Neuroplasticity is the brain’s capacity to reorganise itself by forming, strengthening and pruning connections between neurons. Once it was believed the adult brain was fixed; we now know it remains changeable throughout life, reshaped by what we repeatedly do, learn and attend to.
How the rewiring happens
At the smallest scale, connections between neurons strengthen when they fire together and weaken when they do not, a principle often summarised as “cells that fire together wire together”. With practice, the brain devotes more resources to skills you use and quietly reclaims those you neglect. Studies of London taxi drivers, who memorise the city’s streets, found enlarged regions of the hippocampus linked to spatial memory.
Recovery and limits
Plasticity also underlies recovery after injury, as undamaged regions take over functions lost elsewhere, which is why rehabilitation after a stroke can restore movement and speech. But plasticity is not magic. Change requires effortful, repeated, attentive practice, and the brain will just as readily entrench unhelpful habits as helpful ones.
Working with your plastic brain
- Practise with attention. Passive exposure does little; focused, deliberate effort drives change.

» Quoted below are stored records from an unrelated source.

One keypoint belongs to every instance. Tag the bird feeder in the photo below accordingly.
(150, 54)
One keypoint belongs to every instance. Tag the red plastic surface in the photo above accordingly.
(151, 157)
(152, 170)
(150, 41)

- Repeat and space it. Lasting rewiring comes from consistent practice over time, not bursts.
- Mind your habits. Every repetition strengthens a pathway, so choose carefully what you rehearse.
The takeaway
Neuroplasticity means the brain is a work in progress at every age. It is grounds for optimism about learning and recovery, provided we remember that meaningful change demands sustained, attentive practice rather than wishful thinking.